Limits of Each Method

Your weight may vary from scale to scale and from day to day. If you consume a greater amount of food and water, or don't evacuate regularly, your weight fluctuates, although this doesn't signify any change in fat or muscle weight. The BMI calculations are accurate, depending on your weight. However, the number may be limited in differentiating between high levels of fat weight and high levels of lean body weight. For example, bodybuilders may have higher BMIs due to the increased level of muscle, but the BMI formula considers it only as a higher weight.


You may not need the scale or BMI to tell you that you're overweight.
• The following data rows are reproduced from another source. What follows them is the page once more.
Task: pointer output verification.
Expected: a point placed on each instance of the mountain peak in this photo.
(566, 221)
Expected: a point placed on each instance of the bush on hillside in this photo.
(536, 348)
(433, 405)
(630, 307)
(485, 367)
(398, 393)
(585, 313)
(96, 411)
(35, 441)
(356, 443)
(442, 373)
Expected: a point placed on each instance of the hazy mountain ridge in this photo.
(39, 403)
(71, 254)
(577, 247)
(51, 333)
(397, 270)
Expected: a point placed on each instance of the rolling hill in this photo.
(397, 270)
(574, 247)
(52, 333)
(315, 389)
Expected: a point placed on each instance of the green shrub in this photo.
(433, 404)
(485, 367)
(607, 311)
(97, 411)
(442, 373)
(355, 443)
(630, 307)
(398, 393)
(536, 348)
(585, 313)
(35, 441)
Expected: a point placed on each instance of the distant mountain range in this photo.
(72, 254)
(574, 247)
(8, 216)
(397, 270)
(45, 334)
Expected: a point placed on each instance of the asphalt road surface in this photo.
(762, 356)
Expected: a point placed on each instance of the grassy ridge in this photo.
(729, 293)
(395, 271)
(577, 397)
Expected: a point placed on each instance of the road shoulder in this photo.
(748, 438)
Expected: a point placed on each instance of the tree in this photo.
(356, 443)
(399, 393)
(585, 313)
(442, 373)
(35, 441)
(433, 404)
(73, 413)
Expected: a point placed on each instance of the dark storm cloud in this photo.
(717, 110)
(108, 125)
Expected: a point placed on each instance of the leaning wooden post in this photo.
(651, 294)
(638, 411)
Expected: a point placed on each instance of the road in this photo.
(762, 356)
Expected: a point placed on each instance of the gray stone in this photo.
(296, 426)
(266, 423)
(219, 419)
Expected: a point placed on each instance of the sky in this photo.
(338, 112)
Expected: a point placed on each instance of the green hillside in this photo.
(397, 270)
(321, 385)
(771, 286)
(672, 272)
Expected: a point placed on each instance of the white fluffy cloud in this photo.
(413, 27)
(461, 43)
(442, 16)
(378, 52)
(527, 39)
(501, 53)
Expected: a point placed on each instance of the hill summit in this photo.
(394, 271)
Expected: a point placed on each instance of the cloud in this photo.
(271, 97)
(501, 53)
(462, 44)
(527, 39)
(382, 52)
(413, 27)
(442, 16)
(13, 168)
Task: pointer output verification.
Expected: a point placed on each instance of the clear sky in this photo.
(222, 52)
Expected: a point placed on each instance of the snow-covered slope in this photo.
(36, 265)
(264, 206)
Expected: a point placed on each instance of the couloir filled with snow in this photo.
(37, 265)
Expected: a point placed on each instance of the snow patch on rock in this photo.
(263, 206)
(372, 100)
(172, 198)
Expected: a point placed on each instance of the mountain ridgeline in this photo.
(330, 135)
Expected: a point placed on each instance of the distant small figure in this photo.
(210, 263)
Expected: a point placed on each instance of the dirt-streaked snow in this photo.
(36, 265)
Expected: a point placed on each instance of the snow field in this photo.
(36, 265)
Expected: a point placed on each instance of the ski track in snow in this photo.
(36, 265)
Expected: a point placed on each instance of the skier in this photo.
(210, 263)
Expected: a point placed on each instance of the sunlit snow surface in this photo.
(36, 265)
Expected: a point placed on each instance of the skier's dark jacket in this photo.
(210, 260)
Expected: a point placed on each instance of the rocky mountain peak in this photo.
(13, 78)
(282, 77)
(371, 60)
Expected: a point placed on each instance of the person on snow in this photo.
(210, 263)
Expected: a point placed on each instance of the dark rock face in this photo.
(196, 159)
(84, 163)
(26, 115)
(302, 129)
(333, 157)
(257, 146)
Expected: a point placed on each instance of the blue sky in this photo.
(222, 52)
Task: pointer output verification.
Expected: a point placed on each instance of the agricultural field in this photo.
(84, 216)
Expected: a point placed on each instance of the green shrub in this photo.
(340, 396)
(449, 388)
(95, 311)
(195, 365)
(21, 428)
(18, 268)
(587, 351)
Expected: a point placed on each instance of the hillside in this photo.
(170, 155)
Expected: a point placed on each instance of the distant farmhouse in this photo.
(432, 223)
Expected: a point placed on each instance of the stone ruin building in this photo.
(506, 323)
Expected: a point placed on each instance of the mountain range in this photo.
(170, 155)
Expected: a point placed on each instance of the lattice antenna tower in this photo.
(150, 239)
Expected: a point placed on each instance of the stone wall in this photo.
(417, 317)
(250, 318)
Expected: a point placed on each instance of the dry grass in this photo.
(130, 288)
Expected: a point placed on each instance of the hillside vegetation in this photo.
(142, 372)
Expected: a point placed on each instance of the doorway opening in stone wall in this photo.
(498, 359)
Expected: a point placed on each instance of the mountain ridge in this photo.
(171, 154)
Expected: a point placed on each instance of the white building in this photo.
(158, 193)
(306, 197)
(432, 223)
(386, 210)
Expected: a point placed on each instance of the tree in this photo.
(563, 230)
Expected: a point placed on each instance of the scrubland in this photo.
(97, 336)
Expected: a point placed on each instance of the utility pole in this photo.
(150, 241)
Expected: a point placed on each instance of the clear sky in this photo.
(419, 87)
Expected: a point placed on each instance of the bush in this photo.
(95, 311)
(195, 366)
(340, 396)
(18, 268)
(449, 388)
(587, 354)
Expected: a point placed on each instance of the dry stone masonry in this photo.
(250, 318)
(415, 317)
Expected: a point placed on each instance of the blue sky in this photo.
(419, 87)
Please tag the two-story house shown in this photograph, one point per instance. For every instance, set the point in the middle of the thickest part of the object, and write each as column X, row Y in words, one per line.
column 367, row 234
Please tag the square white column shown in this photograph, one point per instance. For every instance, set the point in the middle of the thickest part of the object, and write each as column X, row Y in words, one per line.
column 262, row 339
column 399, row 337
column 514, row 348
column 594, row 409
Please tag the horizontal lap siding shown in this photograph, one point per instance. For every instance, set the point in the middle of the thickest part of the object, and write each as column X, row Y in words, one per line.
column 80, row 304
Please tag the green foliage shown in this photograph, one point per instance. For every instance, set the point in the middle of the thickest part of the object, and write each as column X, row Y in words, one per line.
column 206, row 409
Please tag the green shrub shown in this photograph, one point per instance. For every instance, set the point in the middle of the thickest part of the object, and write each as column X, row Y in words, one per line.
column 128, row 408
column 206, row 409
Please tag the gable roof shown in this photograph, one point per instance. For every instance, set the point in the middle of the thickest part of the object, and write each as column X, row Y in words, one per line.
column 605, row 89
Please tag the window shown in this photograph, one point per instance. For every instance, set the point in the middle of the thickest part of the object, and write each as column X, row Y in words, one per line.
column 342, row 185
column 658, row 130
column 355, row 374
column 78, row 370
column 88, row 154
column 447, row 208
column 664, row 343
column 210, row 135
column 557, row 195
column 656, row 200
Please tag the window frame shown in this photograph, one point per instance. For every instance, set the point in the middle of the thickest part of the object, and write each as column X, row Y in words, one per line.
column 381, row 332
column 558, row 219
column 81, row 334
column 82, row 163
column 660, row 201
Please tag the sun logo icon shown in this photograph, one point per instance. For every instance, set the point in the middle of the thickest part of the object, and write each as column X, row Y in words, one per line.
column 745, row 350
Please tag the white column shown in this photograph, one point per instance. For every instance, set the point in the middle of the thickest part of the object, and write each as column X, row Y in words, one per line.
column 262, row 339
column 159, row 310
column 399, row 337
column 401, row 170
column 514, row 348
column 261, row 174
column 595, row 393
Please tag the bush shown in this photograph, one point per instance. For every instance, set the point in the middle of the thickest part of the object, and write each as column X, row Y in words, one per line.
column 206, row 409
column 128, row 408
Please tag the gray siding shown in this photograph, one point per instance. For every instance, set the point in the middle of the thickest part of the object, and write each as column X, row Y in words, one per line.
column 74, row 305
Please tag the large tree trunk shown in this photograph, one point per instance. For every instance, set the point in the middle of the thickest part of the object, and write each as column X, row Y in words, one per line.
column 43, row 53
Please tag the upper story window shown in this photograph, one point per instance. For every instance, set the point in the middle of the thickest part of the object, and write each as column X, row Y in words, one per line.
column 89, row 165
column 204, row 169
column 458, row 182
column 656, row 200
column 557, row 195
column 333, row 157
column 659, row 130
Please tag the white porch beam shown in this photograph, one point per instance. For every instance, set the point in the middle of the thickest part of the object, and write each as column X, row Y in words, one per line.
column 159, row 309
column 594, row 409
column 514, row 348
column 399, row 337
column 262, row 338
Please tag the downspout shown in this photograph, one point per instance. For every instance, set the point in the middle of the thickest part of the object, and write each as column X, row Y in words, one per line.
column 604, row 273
Most people know by the way their clothes fit or by their decreased energy level. On the opposite side, a very thin person can have a body fat percentage that is unhealthy. Your weight is the first step in calculating your health risks. If your weight is high, you're at risk for cardiovascular disease, stroke and diabetes. The BMI measurement is the next step for health screening. Similar to increasing weight, as the BMI number increases, so do your health risks for high blood pressure, heart disease, diabetes and stroke.

Monitoring Progress

When weight loss is your goal, measuring your weight is an indicator of your progress. As the number on the scale decreases, your health benefits improve. This correlates to a decrease in your BMI measurements as well. BMI is a good monitoring tool of your fitness progress. Both tests are easy to do on your own without the help of a certified professional and don't cost money, so are easy on your pocketbook.